Hamid, N. and Khan, M. (2015) ‘Pakistan: A Case of Premature Deindustrialization?’, The Lahore Journal of Economics, 20: 107–141.
Rodrik, D. (2015) ‘Premature deindustrialization in the developing world’, Dani Rodrik’s weblog: Unconventional thoughts on economic development and globalization.
Rodrik, D. (2016) ‘Premature deindustrialization’, Journal of Economic Growth, 21(1): 1–33.
Rodrik, D. (2015) ‘Premature deindustrialization in the developing world’, Dani Rodrik’s weblog: Unconventional thoughts on economic development and globalization.
Schindler, S., Gillespie, T., Banks, N., Bayırbağ, M. K., Burte, H., Kanai, J. M. & Sami, N. (2020) ‘Deindustrialization in cities of the Global South’, Area Development and Policy, 5(3): 283-304.

 

Further Readings and Resources
Bayırbağ, M. K. (2013a) ‘Continuity and change in public policy: Redistribution, exclusion and state rescaling in Turkey’, International Journal of Urban and Regional Research, 37(4), 1123–1146.
Burte, H., & Kamath, L. (2017). The violence of worlding: Producing space in neo-liberal Durban, Mumbai and Rio de Janeiro.

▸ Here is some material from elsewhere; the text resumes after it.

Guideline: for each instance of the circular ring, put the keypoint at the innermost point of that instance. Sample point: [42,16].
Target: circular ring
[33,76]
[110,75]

Economic & Political Weekly, 52(7), 66–74.
Conversations with Tyler (2015) ‘Dani Rodrik on Premature Deindustrialization and Why the World is Second Best at Best’, Medium.
Marginal Revolution University (2015) ‘The deindustrialization of India’, YouTube.
Marginal Revolution University (2015) ‘Dani Rodrik’, Youtube.
Schindler, S. (2018) ‘The New Geography of Deindustrialisation and the Rise of the Right’, Global Development Institute Blog.
United Nations Industrial Development Organization (2019) ‘Groningen University’s Gaaitzen de Vries on premature de-industrialization’, YouTube.

 

Questions 

  1. Consider the ways in which scholars in the global North have traditionally theorised deindustrialisation.
  2. What are the core tenets of Rodik’s theory of ‘premature deindustrialization’?
  3. Discuss the similarities and differences pertaining to ‘premature deindustrialization’ in different countries of the Global South?
  4. What role, if any, has the Global North played in the ‘premature deindustrialization’ of the Global South?
  5. In what ways does the theory of ‘premature deindustrialization’ challenge far right attempts to narrate the impact of deindustrialization in the Global North?